From the webpage:
Apache clinical Text Analysis and Knowledge Extraction System (cTAKES) is an open-source natural language processing system for information extraction from electronic medical record clinical free-text. It processes clinical notes, identifying types of clinical named entities from various dictionaries including the Unified Medical Language System (UMLS) – medications, diseases/disorders, signs/symptoms, anatomical sites and procedures. Each named entity has attributes for the text span, the ontology mapping code, subject (patient, family member, etc.) and context (negated/not negated, conditional, generic, degree of certainty). Some of the attributes are expressed as relations, for example the location of a clinical condition (locationOf relation) or the severity of a clinical condition (degreeOf relation).

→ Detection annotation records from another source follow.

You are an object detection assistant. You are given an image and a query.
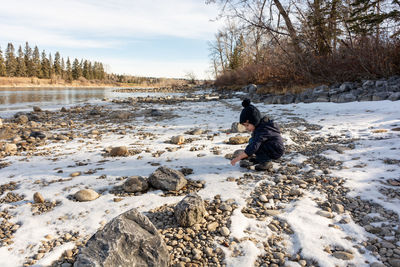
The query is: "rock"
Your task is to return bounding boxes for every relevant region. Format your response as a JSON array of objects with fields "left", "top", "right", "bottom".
[
  {"left": 380, "top": 241, "right": 396, "bottom": 249},
  {"left": 122, "top": 176, "right": 149, "bottom": 193},
  {"left": 149, "top": 166, "right": 187, "bottom": 191},
  {"left": 231, "top": 122, "right": 247, "bottom": 133},
  {"left": 388, "top": 92, "right": 400, "bottom": 101},
  {"left": 228, "top": 136, "right": 250, "bottom": 145},
  {"left": 33, "top": 106, "right": 42, "bottom": 112},
  {"left": 33, "top": 192, "right": 44, "bottom": 203},
  {"left": 219, "top": 226, "right": 231, "bottom": 236},
  {"left": 388, "top": 258, "right": 400, "bottom": 267},
  {"left": 16, "top": 115, "right": 29, "bottom": 124},
  {"left": 150, "top": 109, "right": 162, "bottom": 117},
  {"left": 332, "top": 204, "right": 344, "bottom": 214},
  {"left": 317, "top": 210, "right": 335, "bottom": 219},
  {"left": 110, "top": 146, "right": 129, "bottom": 157},
  {"left": 0, "top": 127, "right": 14, "bottom": 139},
  {"left": 207, "top": 222, "right": 219, "bottom": 232},
  {"left": 289, "top": 188, "right": 302, "bottom": 196},
  {"left": 74, "top": 189, "right": 100, "bottom": 202},
  {"left": 112, "top": 111, "right": 131, "bottom": 120},
  {"left": 372, "top": 92, "right": 390, "bottom": 101},
  {"left": 171, "top": 135, "right": 185, "bottom": 145},
  {"left": 69, "top": 172, "right": 82, "bottom": 177},
  {"left": 74, "top": 209, "right": 169, "bottom": 267},
  {"left": 29, "top": 132, "right": 46, "bottom": 139},
  {"left": 187, "top": 128, "right": 204, "bottom": 135},
  {"left": 4, "top": 144, "right": 18, "bottom": 153},
  {"left": 332, "top": 251, "right": 354, "bottom": 261},
  {"left": 362, "top": 80, "right": 375, "bottom": 89},
  {"left": 174, "top": 193, "right": 206, "bottom": 227},
  {"left": 232, "top": 149, "right": 244, "bottom": 158},
  {"left": 337, "top": 93, "right": 357, "bottom": 103}
]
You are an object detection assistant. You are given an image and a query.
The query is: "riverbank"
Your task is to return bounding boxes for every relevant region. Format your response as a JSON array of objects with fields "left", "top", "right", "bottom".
[{"left": 0, "top": 92, "right": 400, "bottom": 267}]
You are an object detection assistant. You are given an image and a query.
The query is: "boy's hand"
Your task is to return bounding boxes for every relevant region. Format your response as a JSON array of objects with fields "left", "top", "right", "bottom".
[
  {"left": 231, "top": 152, "right": 248, "bottom": 166},
  {"left": 231, "top": 158, "right": 240, "bottom": 166}
]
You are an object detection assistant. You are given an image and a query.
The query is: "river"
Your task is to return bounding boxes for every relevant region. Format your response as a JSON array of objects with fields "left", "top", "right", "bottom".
[{"left": 0, "top": 87, "right": 184, "bottom": 117}]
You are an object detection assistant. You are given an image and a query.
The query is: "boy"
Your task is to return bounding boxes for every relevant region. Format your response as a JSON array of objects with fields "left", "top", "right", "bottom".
[{"left": 231, "top": 99, "right": 285, "bottom": 171}]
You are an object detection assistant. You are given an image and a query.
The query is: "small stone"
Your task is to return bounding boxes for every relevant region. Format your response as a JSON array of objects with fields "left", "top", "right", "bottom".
[
  {"left": 4, "top": 144, "right": 18, "bottom": 153},
  {"left": 69, "top": 172, "right": 82, "bottom": 177},
  {"left": 388, "top": 258, "right": 400, "bottom": 267},
  {"left": 122, "top": 176, "right": 149, "bottom": 193},
  {"left": 227, "top": 136, "right": 250, "bottom": 145},
  {"left": 332, "top": 251, "right": 354, "bottom": 261},
  {"left": 171, "top": 135, "right": 185, "bottom": 145},
  {"left": 110, "top": 146, "right": 129, "bottom": 157},
  {"left": 219, "top": 226, "right": 231, "bottom": 236},
  {"left": 332, "top": 204, "right": 344, "bottom": 214},
  {"left": 35, "top": 253, "right": 44, "bottom": 260},
  {"left": 74, "top": 189, "right": 100, "bottom": 202},
  {"left": 317, "top": 210, "right": 335, "bottom": 219},
  {"left": 207, "top": 222, "right": 219, "bottom": 232},
  {"left": 33, "top": 192, "right": 44, "bottom": 203},
  {"left": 33, "top": 106, "right": 42, "bottom": 112},
  {"left": 259, "top": 195, "right": 268, "bottom": 203}
]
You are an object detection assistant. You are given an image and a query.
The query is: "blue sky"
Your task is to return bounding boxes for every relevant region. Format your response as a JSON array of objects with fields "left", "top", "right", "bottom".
[{"left": 0, "top": 0, "right": 221, "bottom": 78}]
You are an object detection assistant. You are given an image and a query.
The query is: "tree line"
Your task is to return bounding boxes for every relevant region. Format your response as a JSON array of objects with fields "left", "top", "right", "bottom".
[
  {"left": 208, "top": 0, "right": 400, "bottom": 87},
  {"left": 0, "top": 42, "right": 107, "bottom": 82}
]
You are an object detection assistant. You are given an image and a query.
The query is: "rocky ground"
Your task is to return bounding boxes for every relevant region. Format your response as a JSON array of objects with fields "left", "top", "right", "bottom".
[{"left": 0, "top": 91, "right": 400, "bottom": 267}]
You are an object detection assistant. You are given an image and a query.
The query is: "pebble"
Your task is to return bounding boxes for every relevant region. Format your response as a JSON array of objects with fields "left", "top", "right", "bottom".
[
  {"left": 74, "top": 189, "right": 100, "bottom": 202},
  {"left": 332, "top": 251, "right": 354, "bottom": 261},
  {"left": 69, "top": 172, "right": 82, "bottom": 177},
  {"left": 33, "top": 192, "right": 44, "bottom": 203}
]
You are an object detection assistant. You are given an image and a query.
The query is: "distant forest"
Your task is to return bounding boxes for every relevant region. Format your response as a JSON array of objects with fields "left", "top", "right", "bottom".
[
  {"left": 0, "top": 42, "right": 107, "bottom": 82},
  {"left": 207, "top": 0, "right": 400, "bottom": 88}
]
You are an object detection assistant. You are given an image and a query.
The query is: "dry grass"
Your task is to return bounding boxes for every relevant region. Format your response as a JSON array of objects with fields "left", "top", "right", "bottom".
[{"left": 0, "top": 77, "right": 116, "bottom": 87}]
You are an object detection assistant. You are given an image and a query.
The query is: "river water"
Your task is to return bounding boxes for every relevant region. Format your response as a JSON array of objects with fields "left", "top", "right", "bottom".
[{"left": 0, "top": 87, "right": 184, "bottom": 117}]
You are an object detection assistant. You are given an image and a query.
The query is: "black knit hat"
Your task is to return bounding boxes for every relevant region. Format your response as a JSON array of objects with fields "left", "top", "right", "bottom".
[{"left": 240, "top": 99, "right": 261, "bottom": 126}]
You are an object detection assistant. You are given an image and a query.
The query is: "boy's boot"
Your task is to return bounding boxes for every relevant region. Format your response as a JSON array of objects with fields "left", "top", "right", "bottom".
[
  {"left": 239, "top": 159, "right": 253, "bottom": 168},
  {"left": 255, "top": 161, "right": 273, "bottom": 171}
]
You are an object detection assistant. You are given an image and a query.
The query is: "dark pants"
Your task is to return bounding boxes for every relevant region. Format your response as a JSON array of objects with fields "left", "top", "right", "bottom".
[{"left": 249, "top": 138, "right": 271, "bottom": 163}]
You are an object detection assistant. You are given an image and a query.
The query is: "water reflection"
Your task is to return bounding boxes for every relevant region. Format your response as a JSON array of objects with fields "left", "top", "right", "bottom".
[{"left": 0, "top": 88, "right": 112, "bottom": 111}]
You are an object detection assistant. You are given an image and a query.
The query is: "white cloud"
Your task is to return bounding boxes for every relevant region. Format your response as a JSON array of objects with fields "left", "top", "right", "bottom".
[
  {"left": 100, "top": 57, "right": 210, "bottom": 79},
  {"left": 0, "top": 0, "right": 220, "bottom": 38}
]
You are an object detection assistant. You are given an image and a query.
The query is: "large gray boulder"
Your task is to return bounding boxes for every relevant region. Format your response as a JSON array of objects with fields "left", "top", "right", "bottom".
[
  {"left": 74, "top": 209, "right": 169, "bottom": 267},
  {"left": 122, "top": 176, "right": 149, "bottom": 193},
  {"left": 149, "top": 166, "right": 187, "bottom": 191},
  {"left": 372, "top": 92, "right": 390, "bottom": 101},
  {"left": 337, "top": 93, "right": 357, "bottom": 103},
  {"left": 174, "top": 193, "right": 206, "bottom": 227},
  {"left": 231, "top": 122, "right": 247, "bottom": 133},
  {"left": 388, "top": 92, "right": 400, "bottom": 101}
]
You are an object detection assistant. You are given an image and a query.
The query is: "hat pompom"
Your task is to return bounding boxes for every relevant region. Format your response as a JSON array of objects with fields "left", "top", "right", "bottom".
[{"left": 242, "top": 98, "right": 250, "bottom": 108}]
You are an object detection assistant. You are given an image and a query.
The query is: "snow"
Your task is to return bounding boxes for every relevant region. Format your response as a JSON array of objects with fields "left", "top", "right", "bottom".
[{"left": 0, "top": 92, "right": 400, "bottom": 267}]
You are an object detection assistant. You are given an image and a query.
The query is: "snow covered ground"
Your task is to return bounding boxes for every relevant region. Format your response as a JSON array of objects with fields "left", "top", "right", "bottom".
[{"left": 0, "top": 94, "right": 400, "bottom": 266}]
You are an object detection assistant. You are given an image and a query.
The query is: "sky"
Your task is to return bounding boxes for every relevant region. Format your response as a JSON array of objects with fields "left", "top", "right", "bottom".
[{"left": 0, "top": 0, "right": 221, "bottom": 79}]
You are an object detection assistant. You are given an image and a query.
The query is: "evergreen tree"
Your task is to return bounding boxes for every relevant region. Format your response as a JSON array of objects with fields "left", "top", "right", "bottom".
[
  {"left": 53, "top": 52, "right": 62, "bottom": 75},
  {"left": 65, "top": 57, "right": 72, "bottom": 82},
  {"left": 24, "top": 42, "right": 35, "bottom": 77},
  {"left": 72, "top": 58, "right": 82, "bottom": 80},
  {"left": 6, "top": 43, "right": 17, "bottom": 77},
  {"left": 16, "top": 46, "right": 26, "bottom": 77},
  {"left": 32, "top": 46, "right": 42, "bottom": 77},
  {"left": 82, "top": 60, "right": 90, "bottom": 80},
  {"left": 49, "top": 53, "right": 54, "bottom": 78},
  {"left": 0, "top": 48, "right": 7, "bottom": 77},
  {"left": 40, "top": 50, "right": 50, "bottom": 79}
]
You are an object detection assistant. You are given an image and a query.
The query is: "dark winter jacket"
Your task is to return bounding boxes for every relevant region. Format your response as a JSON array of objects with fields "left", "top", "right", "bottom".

Apache cTAKES was built using the Apache UIMA Unstructured Information Management Architecture engineering framework and Apache OpenNLP natural language processing toolkit. Its components are specifically trained for the clinical domain out of diverse manually annotated datasets, and create rich linguistic and semantic annotations that can be utilized by clinical decision support systems and clinical research. cTAKES has been used in a variety of use cases in the domain of biomedicine such as phenotype discovery, translational science, pharmacogenomics and pharmacogenetics.
Apache cTAKES employs a number of rule-based and machine learning methods. Apache cTAKES components include:
- Sentence boundary detection
- Tokenization (rule-based)
- Morphologic normalization
- POS tagging
- Shallow parsing
- Named Entity Recognition
- Dictionary mapping
- Semantic typing is based on these UMLS semantic types: diseases/disorders, signs/symptoms, anatomical sites, procedures, medications
Assertion module Dependency parser Constituency parser Semantic Role Labeler Coreference resolver Relation extractor Drug Profile module Smoking status classifier
The goal of cTAKES is to be a world-class natural language processing system in the healthcare domain. cTAKES can be used in a great variety of retrievals and use cases. It is intended to be modular and expandable at the information model and method level.
The cTAKES community is committed to best practices and R&D (research and development) by using cutting edge technologies and novel research. The idea is to quickly translate the best performing methods into cTAKES code.
Processing a text with cTAKES is a processing of adding semantic information to the text.
As you can imagine, the better the semantics that are added, the better searching and other functions become.
In order to make added semantic information interoperable, well, that’s a topic map question.
I first saw this in a tweet by Tim O’Reilly.